Voici d'ailleurs la critique de l'ouvrage à la sortie de
la seconde édition présentée ici : " Ce livre vraiment classique enrichi
des notes de M d Ansse de Viiloison est d'une utilité générale pour tous ceux
qui ne savent pas le grec et pour ceux même qui possédant cette langue ne se
sont pas familiarisés avec tous les termes de sciences d'arts et de métiers
dont on trouve l'étymologie et l'explication dans cet ouvrage C est un manuel
qu'il faut consulter à chaque instant et dont les personnes qui cultivent les
sciences ne peuvent pas se passer. L'accueil favorable qu'a reçu la première
édition la rapidité avec laquelle elle s'est épuisée sont de sûrs garants du
succès de celle-ci. L auteur a profité des observations que lui ont faites
plusieurs savants pour étendre et perfectionner son travail afin de le rendre
d'une utilité plus générale. Cette édition contient à peu près une fois autant
d'articles que la première.
Le Dictionnaire Étymologique de Morin est le seul ouvrage
lexicographique de ce temps à proposer sous le titre unique de Lettres
Grecques, les deux usages : celui de l’Université de Paris d’une part,
c’est-à-dire l’adaptation française de l’archétype érasmien, et de l’autre
celui des Grecs modernes, la prononciation de la langue byzantine. Morin, en
faisant co-figurer ces différences, accrédite l’histoire des deux traditions,
« la prononciation des Français et celle des Grecs modernes, qui servent toutes
deux à faire connaître l’étymologie de plusieurs termes de notre langue.
Son travail sur « l’analogie entre les deux
langues » est fortement inspiré dit-il, du Traité de la conformité du
langage françois avec le grec, paru en 1566 et dont l’auteur n’est autre
qu’Henri Estienne. Pour préciser sa filiation théorique, Morin se réfère aussi
à Ménage, ce grand savant qui a pratiqué la prononciation moderne du grec. Mais
« paradoxalement » cette référence à Ménage est supprimée dans la
deuxième édition du Dictionnaire." Le Dictionnaire Étymologique est défini dans sa page de
titre comme « ouvrage utile aux personnes qui ne sont point versées dans
les langues anciennes », s’adressant à un public à qui « la langue
grecque est étrangère ». Ce n’est donc point aux hellénistes mais aux
hellénisants que ce très utile dictionnaire de Morin est effectivement destiné.
Ce dictionnaire a un intérêt pour nous, pauvres ignares,
car il nous permet de déjouer les pièges de l’orthographe étymologique en
français en ce qui concerne les mots dérivés du grec. La raison en serait, je
le rappelle, à chercher dans la conception de la Première Édition du Dictionnaire
de l’Académie Française (1694).

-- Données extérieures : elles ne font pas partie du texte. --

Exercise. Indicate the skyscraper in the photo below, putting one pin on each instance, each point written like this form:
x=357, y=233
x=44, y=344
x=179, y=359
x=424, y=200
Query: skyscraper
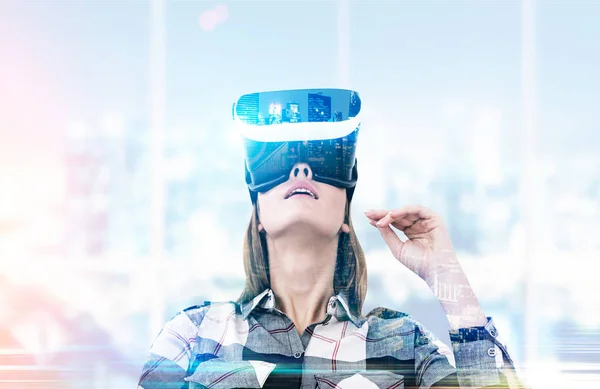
x=319, y=108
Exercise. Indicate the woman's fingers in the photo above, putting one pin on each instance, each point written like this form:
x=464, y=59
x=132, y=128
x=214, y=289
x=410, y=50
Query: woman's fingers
x=400, y=218
x=392, y=241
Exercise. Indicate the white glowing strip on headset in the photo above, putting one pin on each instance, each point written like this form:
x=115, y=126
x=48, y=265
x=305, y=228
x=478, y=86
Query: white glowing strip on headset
x=285, y=132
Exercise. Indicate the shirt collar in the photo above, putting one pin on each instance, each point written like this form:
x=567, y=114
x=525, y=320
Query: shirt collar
x=337, y=306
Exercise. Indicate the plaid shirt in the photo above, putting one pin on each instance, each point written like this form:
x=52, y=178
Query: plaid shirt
x=255, y=345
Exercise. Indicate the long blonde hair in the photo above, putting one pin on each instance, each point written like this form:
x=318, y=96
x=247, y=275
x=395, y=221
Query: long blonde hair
x=350, y=269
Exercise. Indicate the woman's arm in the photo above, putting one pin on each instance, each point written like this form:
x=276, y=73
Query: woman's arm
x=168, y=362
x=481, y=357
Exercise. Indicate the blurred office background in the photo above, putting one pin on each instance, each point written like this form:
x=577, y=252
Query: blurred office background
x=122, y=193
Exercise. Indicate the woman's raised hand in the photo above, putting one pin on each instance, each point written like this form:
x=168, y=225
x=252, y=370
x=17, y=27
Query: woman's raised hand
x=428, y=251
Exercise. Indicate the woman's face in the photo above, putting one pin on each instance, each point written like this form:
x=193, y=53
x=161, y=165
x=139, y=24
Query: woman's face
x=301, y=205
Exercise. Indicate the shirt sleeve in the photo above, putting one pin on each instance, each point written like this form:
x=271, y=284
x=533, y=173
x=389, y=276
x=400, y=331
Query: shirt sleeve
x=168, y=362
x=478, y=359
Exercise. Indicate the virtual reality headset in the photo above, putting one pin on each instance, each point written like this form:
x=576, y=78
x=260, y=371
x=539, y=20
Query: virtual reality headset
x=282, y=128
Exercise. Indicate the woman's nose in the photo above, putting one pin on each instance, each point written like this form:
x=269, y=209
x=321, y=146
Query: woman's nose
x=301, y=170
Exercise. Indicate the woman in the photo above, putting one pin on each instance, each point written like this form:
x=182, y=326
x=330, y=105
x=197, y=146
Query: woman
x=298, y=322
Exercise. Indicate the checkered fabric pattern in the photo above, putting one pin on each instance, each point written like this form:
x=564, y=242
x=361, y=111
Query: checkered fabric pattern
x=255, y=345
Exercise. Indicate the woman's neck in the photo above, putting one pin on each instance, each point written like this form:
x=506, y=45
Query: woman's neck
x=302, y=278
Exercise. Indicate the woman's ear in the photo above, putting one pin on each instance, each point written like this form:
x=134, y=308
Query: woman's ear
x=345, y=228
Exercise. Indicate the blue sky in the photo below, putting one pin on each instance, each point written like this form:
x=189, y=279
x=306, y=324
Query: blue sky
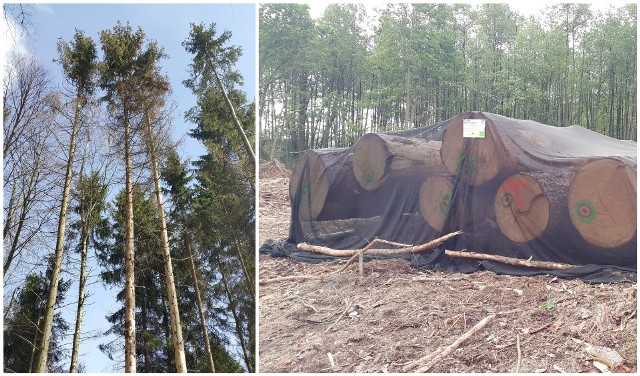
x=169, y=25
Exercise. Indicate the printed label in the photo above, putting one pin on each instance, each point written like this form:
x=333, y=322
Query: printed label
x=473, y=128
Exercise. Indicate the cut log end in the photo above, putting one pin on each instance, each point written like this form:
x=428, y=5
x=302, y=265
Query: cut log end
x=602, y=203
x=522, y=209
x=377, y=156
x=484, y=157
x=370, y=157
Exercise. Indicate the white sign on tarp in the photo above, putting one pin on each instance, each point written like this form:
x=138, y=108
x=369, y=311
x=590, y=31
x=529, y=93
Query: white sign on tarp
x=473, y=128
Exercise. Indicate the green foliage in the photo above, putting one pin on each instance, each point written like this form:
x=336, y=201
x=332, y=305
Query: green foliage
x=21, y=327
x=324, y=82
x=79, y=62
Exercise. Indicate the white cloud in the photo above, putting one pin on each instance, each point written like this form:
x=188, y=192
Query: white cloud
x=12, y=41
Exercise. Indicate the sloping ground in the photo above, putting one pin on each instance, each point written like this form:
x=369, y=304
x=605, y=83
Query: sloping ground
x=396, y=314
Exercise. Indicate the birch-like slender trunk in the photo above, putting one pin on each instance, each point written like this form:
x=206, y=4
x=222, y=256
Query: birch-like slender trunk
x=130, y=294
x=174, y=313
x=47, y=326
x=203, y=322
x=81, y=296
x=236, y=319
x=243, y=135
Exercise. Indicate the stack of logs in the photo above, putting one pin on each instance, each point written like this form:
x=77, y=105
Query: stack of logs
x=598, y=194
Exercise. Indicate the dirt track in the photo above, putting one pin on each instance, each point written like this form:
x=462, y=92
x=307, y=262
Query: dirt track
x=396, y=314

En effet, elle est en partie faite sur le plan
du Thesaurus linguae Graecae d’Henri Estienne (1572) : les mots y étant
rangés, non pas encore par ordre alphabétique, mais par souche notionnelle, par
ordre de racine, l’attention portée à leur étymologie était bien entendu
centrale ! Pierre
Dictionnaire étymologique des mots françois dérivés du Grec. Ouvrage
utile à tous ceux qui se livrent à l'étude des sciences, des lettres et des
arts, et qui ne sont point versés dans les langues anciennes; Auquel on a joint
les noms des nouvelles mesures, et les autres mots nouveaux tirés du Grec.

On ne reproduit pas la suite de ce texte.